Jacqueline was born in Paris on 18 January 1931 and split her education between French public school and Jewish school in her youth. Her father, Icek, served in North Africa with the French Foreign Legion until 1940. A year later, upon returning to France, he was arrested by French authorities and deported to Pithiviers Internment Camp. A year after that, he was deported and murdered at Auschwitz.

Meanwhile, Germans visited Jacqueline’s apartment to send her family to a camp, but they managed to hide. Jacqueline’s mother Pessa fled to the Zone Libre in France, working on a farm as a maid, and Jacqueline was sent to De l’ecole Du Couret, a French orphanage in Poulouzat, by a children’s aid organisation. Six years her junior, Jacqueline’s brother Charles was sent to a nursery, but he reunited with his sister after the orphanage was invaded by Germans.

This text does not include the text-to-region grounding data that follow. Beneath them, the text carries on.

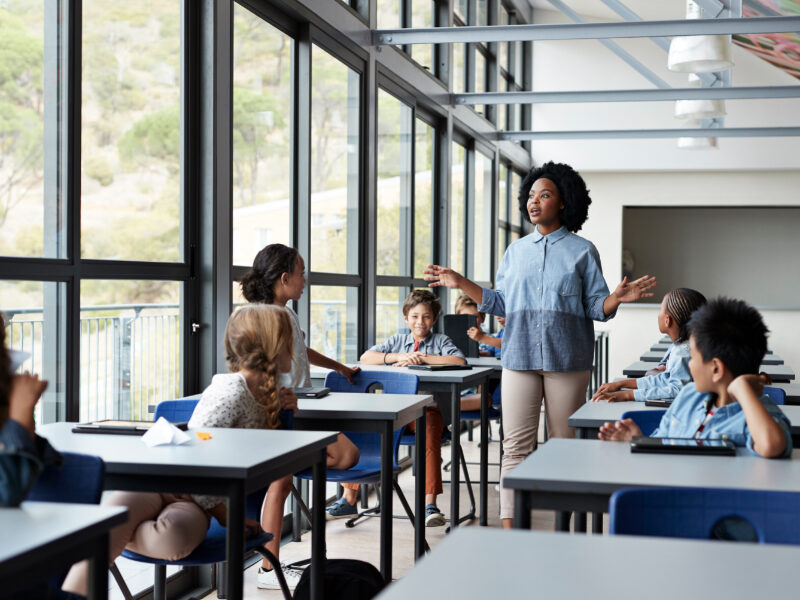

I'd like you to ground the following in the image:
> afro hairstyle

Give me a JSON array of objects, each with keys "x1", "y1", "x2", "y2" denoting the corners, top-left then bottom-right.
[{"x1": 517, "y1": 161, "x2": 591, "y2": 233}]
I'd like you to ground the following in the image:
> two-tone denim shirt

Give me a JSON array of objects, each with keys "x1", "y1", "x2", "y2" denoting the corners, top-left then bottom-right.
[
  {"x1": 478, "y1": 226, "x2": 613, "y2": 372},
  {"x1": 633, "y1": 340, "x2": 693, "y2": 401},
  {"x1": 651, "y1": 382, "x2": 792, "y2": 457}
]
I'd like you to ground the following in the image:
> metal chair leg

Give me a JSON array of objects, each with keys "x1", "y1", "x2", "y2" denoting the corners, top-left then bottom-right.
[{"x1": 109, "y1": 562, "x2": 134, "y2": 600}]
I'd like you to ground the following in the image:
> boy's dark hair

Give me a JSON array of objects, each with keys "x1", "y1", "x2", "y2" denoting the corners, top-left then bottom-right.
[
  {"x1": 402, "y1": 289, "x2": 441, "y2": 321},
  {"x1": 240, "y1": 244, "x2": 301, "y2": 304},
  {"x1": 688, "y1": 297, "x2": 768, "y2": 377},
  {"x1": 518, "y1": 161, "x2": 591, "y2": 233},
  {"x1": 664, "y1": 288, "x2": 707, "y2": 343},
  {"x1": 0, "y1": 314, "x2": 10, "y2": 426}
]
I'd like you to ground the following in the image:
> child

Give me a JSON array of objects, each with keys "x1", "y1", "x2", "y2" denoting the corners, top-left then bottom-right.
[
  {"x1": 328, "y1": 289, "x2": 466, "y2": 526},
  {"x1": 454, "y1": 294, "x2": 503, "y2": 358},
  {"x1": 598, "y1": 297, "x2": 791, "y2": 458},
  {"x1": 592, "y1": 288, "x2": 706, "y2": 403},
  {"x1": 64, "y1": 305, "x2": 332, "y2": 594}
]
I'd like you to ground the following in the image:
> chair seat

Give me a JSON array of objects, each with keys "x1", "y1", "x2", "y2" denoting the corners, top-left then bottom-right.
[
  {"x1": 295, "y1": 464, "x2": 397, "y2": 485},
  {"x1": 121, "y1": 518, "x2": 273, "y2": 566},
  {"x1": 460, "y1": 407, "x2": 501, "y2": 421}
]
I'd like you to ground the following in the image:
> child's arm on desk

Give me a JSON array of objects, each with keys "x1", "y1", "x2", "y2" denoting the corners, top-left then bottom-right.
[
  {"x1": 360, "y1": 350, "x2": 425, "y2": 366},
  {"x1": 590, "y1": 378, "x2": 637, "y2": 402},
  {"x1": 729, "y1": 375, "x2": 789, "y2": 458}
]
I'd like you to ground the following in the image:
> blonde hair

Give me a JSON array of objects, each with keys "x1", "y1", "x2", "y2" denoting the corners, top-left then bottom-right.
[
  {"x1": 454, "y1": 294, "x2": 484, "y2": 319},
  {"x1": 224, "y1": 304, "x2": 292, "y2": 430}
]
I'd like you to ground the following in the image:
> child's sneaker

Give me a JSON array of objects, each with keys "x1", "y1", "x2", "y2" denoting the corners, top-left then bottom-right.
[
  {"x1": 425, "y1": 503, "x2": 445, "y2": 527},
  {"x1": 256, "y1": 563, "x2": 302, "y2": 591},
  {"x1": 326, "y1": 496, "x2": 358, "y2": 520}
]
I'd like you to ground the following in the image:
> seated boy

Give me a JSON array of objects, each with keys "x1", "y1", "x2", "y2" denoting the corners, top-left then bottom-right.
[
  {"x1": 598, "y1": 297, "x2": 791, "y2": 458},
  {"x1": 454, "y1": 294, "x2": 503, "y2": 357},
  {"x1": 326, "y1": 289, "x2": 466, "y2": 526}
]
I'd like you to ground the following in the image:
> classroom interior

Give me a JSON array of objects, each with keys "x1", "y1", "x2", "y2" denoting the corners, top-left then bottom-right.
[{"x1": 1, "y1": 0, "x2": 800, "y2": 599}]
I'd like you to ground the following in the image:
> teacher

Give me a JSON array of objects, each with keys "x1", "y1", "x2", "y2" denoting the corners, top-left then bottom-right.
[{"x1": 425, "y1": 161, "x2": 656, "y2": 528}]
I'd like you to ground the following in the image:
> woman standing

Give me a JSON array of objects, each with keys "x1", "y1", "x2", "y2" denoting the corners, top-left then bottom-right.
[{"x1": 426, "y1": 162, "x2": 656, "y2": 528}]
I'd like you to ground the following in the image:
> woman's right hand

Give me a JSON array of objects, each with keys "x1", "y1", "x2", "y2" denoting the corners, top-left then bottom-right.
[
  {"x1": 424, "y1": 264, "x2": 462, "y2": 289},
  {"x1": 278, "y1": 387, "x2": 299, "y2": 414}
]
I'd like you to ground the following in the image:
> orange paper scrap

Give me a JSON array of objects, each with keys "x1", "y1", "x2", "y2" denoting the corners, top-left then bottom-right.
[{"x1": 196, "y1": 432, "x2": 212, "y2": 440}]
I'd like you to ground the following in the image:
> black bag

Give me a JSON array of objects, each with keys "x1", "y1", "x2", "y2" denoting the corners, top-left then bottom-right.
[{"x1": 293, "y1": 559, "x2": 386, "y2": 600}]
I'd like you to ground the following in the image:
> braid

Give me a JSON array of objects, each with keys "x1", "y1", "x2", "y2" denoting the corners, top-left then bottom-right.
[
  {"x1": 665, "y1": 288, "x2": 707, "y2": 342},
  {"x1": 256, "y1": 357, "x2": 282, "y2": 430}
]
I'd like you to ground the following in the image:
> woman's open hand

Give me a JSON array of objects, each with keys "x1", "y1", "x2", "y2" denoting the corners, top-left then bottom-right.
[
  {"x1": 424, "y1": 264, "x2": 462, "y2": 289},
  {"x1": 613, "y1": 274, "x2": 657, "y2": 303}
]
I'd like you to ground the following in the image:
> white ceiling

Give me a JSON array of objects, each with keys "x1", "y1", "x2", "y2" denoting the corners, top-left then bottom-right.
[{"x1": 527, "y1": 0, "x2": 692, "y2": 22}]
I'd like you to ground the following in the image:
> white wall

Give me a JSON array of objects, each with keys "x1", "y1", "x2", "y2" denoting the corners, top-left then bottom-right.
[{"x1": 578, "y1": 170, "x2": 800, "y2": 380}]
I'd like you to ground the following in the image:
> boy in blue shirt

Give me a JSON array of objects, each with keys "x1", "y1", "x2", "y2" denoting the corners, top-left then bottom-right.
[{"x1": 599, "y1": 297, "x2": 791, "y2": 458}]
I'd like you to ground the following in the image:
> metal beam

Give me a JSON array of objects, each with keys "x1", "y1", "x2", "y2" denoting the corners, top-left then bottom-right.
[
  {"x1": 545, "y1": 0, "x2": 670, "y2": 88},
  {"x1": 453, "y1": 85, "x2": 800, "y2": 104},
  {"x1": 373, "y1": 16, "x2": 800, "y2": 45},
  {"x1": 493, "y1": 127, "x2": 800, "y2": 141}
]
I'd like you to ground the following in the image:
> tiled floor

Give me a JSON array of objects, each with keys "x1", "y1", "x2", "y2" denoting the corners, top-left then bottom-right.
[{"x1": 209, "y1": 424, "x2": 562, "y2": 599}]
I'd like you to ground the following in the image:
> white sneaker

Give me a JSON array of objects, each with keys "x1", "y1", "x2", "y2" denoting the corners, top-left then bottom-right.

From 1943 to 1945, the siblings stayed at a Catholic orphanage in the Haute Pyrrenees region of France, where they hid their Jewish identity. It was at this Catholic orphanage that Jacqueline was gifted the hand-drawn birthday card of a red ice-skater. Here, her surrogate family of nuns and children celebrated birthdays to maintain a sense of normalcy in a period when that seemed impossible.

Photograph of hand-drawn birthday cards for Holocaust survivor Jacqueline Dale

After the war, Jacqueline learned to sew at two chateaus, which set the path for her factory job in Paris upon her return.

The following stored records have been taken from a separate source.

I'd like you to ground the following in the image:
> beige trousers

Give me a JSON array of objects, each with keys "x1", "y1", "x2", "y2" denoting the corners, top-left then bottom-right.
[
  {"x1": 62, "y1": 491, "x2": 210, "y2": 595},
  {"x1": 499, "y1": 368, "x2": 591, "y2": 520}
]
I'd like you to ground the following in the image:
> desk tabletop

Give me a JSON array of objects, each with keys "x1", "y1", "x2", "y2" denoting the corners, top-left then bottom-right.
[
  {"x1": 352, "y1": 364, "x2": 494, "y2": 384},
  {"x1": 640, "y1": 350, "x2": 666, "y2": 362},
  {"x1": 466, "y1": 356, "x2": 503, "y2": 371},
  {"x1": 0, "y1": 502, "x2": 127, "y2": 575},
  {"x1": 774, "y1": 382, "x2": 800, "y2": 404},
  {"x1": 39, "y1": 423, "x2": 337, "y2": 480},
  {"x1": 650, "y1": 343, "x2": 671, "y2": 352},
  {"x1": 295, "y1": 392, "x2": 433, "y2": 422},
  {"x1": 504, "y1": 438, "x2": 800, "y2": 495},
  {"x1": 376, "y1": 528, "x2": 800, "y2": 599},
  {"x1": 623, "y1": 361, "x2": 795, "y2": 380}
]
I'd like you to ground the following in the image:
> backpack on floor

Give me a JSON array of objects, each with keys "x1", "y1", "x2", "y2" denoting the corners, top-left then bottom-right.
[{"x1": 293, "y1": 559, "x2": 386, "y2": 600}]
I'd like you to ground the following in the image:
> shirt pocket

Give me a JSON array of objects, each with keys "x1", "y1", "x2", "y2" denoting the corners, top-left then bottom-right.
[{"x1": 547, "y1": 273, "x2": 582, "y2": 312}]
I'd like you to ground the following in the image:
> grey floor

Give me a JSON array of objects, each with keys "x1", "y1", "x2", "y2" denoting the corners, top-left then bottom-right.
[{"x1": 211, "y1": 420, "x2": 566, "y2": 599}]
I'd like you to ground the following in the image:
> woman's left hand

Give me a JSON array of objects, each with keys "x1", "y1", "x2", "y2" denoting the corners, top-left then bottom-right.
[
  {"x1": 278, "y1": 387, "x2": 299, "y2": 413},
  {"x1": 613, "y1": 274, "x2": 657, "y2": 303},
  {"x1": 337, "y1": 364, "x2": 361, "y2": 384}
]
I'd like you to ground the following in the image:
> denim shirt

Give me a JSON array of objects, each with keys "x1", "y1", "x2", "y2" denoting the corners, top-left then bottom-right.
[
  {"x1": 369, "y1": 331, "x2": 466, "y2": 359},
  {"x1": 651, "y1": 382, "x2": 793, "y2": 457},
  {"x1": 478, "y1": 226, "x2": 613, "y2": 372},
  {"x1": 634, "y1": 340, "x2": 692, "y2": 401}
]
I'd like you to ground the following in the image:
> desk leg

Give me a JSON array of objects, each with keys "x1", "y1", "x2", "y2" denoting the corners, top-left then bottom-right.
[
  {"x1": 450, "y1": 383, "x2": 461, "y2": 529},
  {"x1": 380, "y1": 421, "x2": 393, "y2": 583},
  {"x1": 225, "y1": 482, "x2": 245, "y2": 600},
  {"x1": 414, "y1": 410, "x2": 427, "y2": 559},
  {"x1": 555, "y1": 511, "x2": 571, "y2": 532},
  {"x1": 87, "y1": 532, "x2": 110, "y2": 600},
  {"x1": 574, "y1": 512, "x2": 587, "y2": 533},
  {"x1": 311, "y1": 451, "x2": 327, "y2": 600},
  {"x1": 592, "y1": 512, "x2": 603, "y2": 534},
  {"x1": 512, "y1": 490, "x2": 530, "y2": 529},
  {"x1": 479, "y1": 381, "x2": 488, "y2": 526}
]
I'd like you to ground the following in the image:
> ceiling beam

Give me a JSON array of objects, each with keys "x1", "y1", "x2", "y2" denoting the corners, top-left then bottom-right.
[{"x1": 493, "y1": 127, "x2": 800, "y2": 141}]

In 1949, at the age of 18, Jacqueline migrated to Australia with the aid of the same children’s aid organisation that had sent her to an orphanage years ago. She married Louis Pakula and together had two children: Rina and Irwin. She later married again to Anthony Dale, and her mother joined her in Australia in 1977. Her past, a child amid war, led her to join a Child Survivor group.

Such calls to the past ensure we never forget the humanity of those who were touched by violence, along with their loved ones. This card, however delicate its paper, tells us the story of a girl whose fourteenth birthday persisted despite the ravages of a war that had killed her father. The author of this card, an “Yvette”, ensures as such by writing “Receive this from a friend who loves you and will never forget you.”

Though the tides of history threaten to distance us from our collective pasts, mementos like Jacqueline’s birthday card bridge that temporal gap and remind us of our common humanity.